Il s'est avéré en effet, à la lecture des dossiers, que les juges reproduisaient toujours la même déclaration initiale. Autrement dit, un juge qui a passé plusieurs années dans l'exercice de sa fonction dispose toujours des mêmes biens qu'en début de carrière, c'est-à-dire souvent «rien».
L'article 16 stipule pourtant qu'un juge doit déclarer par écrit et sur son honneur tous les biens dont il dispose lui et sa famille. Si les deux conjoints sont des juges, chacun est tenu de faire une déclaration séparée et au père de présenter la déclaration concernant les enfants mineurs. Le juge est tenu également de présenter une déclaration supplémentaire selon les mêmes conditions chaque fois qu'il y a un changement dans la situation financière des parties concernées.
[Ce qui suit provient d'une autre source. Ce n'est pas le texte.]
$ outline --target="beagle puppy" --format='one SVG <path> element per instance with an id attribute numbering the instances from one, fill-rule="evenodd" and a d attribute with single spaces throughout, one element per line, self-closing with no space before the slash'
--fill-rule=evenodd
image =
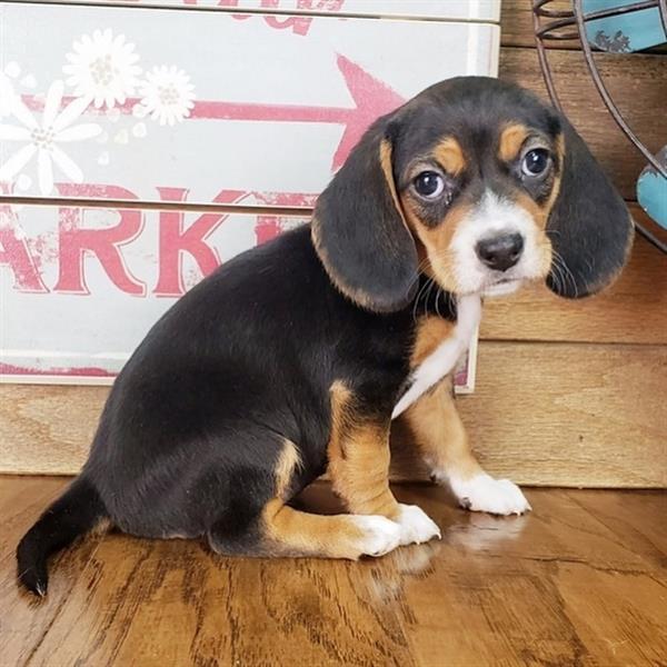
<path id="1" fill-rule="evenodd" d="M 109 395 L 81 475 L 18 547 L 47 559 L 102 525 L 225 555 L 380 556 L 439 536 L 389 488 L 392 416 L 468 509 L 529 509 L 475 460 L 451 367 L 480 298 L 545 279 L 584 297 L 628 255 L 623 199 L 569 122 L 465 77 L 377 120 L 310 225 L 239 255 L 150 330 Z M 290 500 L 325 471 L 350 514 Z"/>

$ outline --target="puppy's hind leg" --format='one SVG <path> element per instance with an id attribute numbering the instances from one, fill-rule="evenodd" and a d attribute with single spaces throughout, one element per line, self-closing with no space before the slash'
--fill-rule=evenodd
<path id="1" fill-rule="evenodd" d="M 399 546 L 401 528 L 382 516 L 319 516 L 286 505 L 299 467 L 286 440 L 275 469 L 273 494 L 257 501 L 247 488 L 211 527 L 211 548 L 226 555 L 348 558 L 382 556 Z"/>

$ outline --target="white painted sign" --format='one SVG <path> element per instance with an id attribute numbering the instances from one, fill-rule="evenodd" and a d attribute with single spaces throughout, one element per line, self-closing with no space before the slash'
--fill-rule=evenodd
<path id="1" fill-rule="evenodd" d="M 440 79 L 496 74 L 497 26 L 318 14 L 299 32 L 251 18 L 0 6 L 4 379 L 110 381 L 202 276 L 302 221 L 12 198 L 302 207 L 306 219 L 377 116 Z"/>

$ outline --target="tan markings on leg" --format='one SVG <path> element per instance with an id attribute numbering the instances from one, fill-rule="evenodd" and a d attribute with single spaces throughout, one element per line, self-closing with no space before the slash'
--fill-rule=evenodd
<path id="1" fill-rule="evenodd" d="M 268 549 L 275 554 L 356 560 L 364 552 L 364 530 L 350 515 L 308 514 L 275 499 L 267 504 L 262 520 Z"/>
<path id="2" fill-rule="evenodd" d="M 498 157 L 504 162 L 512 162 L 519 157 L 521 146 L 528 137 L 530 130 L 520 122 L 512 122 L 504 128 L 500 132 L 500 141 L 498 142 Z"/>
<path id="3" fill-rule="evenodd" d="M 398 502 L 389 490 L 389 420 L 369 421 L 342 382 L 334 382 L 330 395 L 328 458 L 334 489 L 355 514 L 397 517 Z"/>
<path id="4" fill-rule="evenodd" d="M 301 457 L 296 445 L 286 438 L 276 466 L 276 497 L 286 497 L 292 475 L 300 466 Z"/>
<path id="5" fill-rule="evenodd" d="M 482 472 L 456 410 L 450 377 L 410 406 L 404 419 L 417 449 L 439 481 L 444 477 L 470 479 Z"/>
<path id="6" fill-rule="evenodd" d="M 100 519 L 90 529 L 90 532 L 88 535 L 104 535 L 104 532 L 109 532 L 109 530 L 111 530 L 112 527 L 113 527 L 113 524 L 111 522 L 111 519 L 103 518 L 103 519 Z"/>
<path id="7" fill-rule="evenodd" d="M 464 151 L 454 137 L 445 137 L 434 149 L 434 157 L 451 176 L 460 173 L 466 168 Z"/>

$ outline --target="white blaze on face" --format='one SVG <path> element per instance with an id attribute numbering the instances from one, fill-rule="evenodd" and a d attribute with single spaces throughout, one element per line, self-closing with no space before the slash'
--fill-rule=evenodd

A rappeler qu'une circulaire similaire a été publiée le 15 mai 1998. Elle entrait dans le cadre du message du Premier ministre adressé le 21 mars de la même année aux membres du gouvernement. Certains ministres s'étaient prêtés au jeu, mais la plupart se sont abstenus d'un tel exercice. De leur côté, les juges ne se sont pas préoccupés de son application. La plupart des juges rendaient les mêmes déclarations de biens que celles datant de leur début de carrière. Devant le manque de sérieux des juges, un délai a été fixé pour la présentation des déclarations. L'ancienne circulaire prévoyait un délai de trois mois tel que stipulé dans le règlement intérieur.
L'actuelle circulaire limite le délai à 15 jours. Ainsi, si celle-ci a été envoyée aux juges le 3 novembre 2003, la date limite du dépôt des dossiers est prévue pour le 18 novembre. La circulaire ne mentionne pas quelle attitude sera prise à l'encontre des juges qui ne se plient pas à l'injonction du ministre. Selon certains observateurs, les juges récalcitrants seront par la force des choses dans le collimateur. L'affaire Er-Rammach a été la goutte qui a fait déborder le vase. L'implication de plusieurs juges dans le scandale du trafic de drogues montre à quel point nos juges échappent en effet à tout contrôle.